Your problem is that you have too big of a heart. You love giving second chances and when they screw that chance up as well, you just can't help yourself from giving them a third, a fourth, or a fifth. Far too easily you are swept up in this cycle of forgiving and forgetting, only to have it blow up in your face time and time again.

You know better.

How many times have you sworn you wouldn't help them again, that it was the last time you'd speak to them, only to snatch up your phone the second you see their name pop up across the screen? How often have you cried over someone who only wanted to be a part of your life when they needed something from you?

Stop giving your all to people that don't care.

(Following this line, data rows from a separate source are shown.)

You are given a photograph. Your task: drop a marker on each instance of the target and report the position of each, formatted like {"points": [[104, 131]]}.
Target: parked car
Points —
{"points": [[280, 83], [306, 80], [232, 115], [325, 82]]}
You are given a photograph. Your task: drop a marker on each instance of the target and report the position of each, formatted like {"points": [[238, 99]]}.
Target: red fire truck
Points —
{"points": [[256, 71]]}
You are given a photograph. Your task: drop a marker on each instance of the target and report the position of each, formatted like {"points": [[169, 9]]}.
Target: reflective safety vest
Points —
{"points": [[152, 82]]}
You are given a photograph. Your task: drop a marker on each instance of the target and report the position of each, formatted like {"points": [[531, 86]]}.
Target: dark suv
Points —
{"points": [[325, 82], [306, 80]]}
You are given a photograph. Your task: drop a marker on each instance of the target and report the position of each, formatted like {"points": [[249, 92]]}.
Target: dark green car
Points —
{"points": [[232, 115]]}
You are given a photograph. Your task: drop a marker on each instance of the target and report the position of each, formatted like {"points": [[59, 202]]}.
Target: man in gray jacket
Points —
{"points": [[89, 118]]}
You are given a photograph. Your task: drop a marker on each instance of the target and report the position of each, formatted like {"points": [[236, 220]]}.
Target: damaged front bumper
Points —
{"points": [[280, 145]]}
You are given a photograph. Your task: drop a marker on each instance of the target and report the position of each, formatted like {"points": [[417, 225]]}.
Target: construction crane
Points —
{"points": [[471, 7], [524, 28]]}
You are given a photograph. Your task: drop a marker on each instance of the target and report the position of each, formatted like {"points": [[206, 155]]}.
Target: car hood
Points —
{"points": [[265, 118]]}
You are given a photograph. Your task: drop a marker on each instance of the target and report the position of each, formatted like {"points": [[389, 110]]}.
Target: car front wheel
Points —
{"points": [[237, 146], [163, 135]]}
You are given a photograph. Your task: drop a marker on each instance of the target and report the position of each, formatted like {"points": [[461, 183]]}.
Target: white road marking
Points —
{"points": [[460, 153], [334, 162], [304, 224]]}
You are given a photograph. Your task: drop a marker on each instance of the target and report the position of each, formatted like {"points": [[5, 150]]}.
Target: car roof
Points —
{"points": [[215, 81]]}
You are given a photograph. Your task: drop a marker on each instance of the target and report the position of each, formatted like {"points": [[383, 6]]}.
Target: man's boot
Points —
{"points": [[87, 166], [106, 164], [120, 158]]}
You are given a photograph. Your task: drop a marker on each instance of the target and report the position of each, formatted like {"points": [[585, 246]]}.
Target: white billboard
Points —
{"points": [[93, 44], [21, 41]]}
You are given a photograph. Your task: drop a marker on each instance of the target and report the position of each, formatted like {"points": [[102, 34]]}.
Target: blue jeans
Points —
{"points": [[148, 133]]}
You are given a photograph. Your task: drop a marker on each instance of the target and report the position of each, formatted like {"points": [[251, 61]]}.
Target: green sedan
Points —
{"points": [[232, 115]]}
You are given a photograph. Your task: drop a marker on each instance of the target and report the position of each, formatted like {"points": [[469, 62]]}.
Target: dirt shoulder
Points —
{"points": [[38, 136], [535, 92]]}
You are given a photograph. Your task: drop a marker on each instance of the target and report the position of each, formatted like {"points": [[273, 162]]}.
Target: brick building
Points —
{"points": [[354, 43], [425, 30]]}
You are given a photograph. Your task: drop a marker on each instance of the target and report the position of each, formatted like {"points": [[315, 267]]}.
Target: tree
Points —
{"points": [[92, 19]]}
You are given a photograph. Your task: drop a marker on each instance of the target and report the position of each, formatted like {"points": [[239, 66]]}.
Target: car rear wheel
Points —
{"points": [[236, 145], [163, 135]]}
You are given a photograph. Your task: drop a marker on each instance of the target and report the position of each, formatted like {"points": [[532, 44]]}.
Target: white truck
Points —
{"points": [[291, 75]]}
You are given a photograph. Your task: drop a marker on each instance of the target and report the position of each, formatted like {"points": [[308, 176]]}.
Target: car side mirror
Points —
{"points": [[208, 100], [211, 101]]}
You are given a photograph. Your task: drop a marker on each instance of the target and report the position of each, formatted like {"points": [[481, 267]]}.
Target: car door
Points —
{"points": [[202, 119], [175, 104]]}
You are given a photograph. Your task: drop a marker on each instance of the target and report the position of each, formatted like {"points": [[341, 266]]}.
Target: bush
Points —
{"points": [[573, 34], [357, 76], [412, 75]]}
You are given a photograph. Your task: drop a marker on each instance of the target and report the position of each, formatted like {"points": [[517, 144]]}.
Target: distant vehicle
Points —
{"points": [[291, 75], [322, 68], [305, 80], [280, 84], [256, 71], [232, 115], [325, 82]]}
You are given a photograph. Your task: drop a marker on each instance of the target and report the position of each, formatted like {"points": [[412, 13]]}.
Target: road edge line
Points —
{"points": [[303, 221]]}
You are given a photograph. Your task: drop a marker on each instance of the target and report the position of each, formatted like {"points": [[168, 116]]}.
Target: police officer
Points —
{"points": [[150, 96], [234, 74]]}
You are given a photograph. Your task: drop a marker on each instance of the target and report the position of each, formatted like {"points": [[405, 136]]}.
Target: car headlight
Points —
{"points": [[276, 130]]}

Trust me, I know it's easier said than done. It's a difficult habit to break, but once you do you are completely and utterly free from the toxicity. If you're looking for a sign to block that boy who has done nothing but break your heart, or if you were waiting for your cue to finally end that friendship that does nothing but make you feel small, here it is.

Unfortunately, not everyone is going to treat you with the love and respect that you so freely give. Most of the time the people that treat you like crap are just crappy people. It's not your responsibility to save every troubled soul, and you've probably learned by now that not all of them want to be saved.

There's nothing wrong with looking for the good in people, but when they start to drain you of your light you need to have the strength to let them go.

To the girls gifted with hearts too sensitive and ready to burst with compassion, it's OK to cut ties with those who hurt you time and time again. It doesn't mean you've stooped to their level; it doesn't mean you're a bad person. You tried your hardest, but toxic people rarely change their ways. You don't deserve that kind of pain.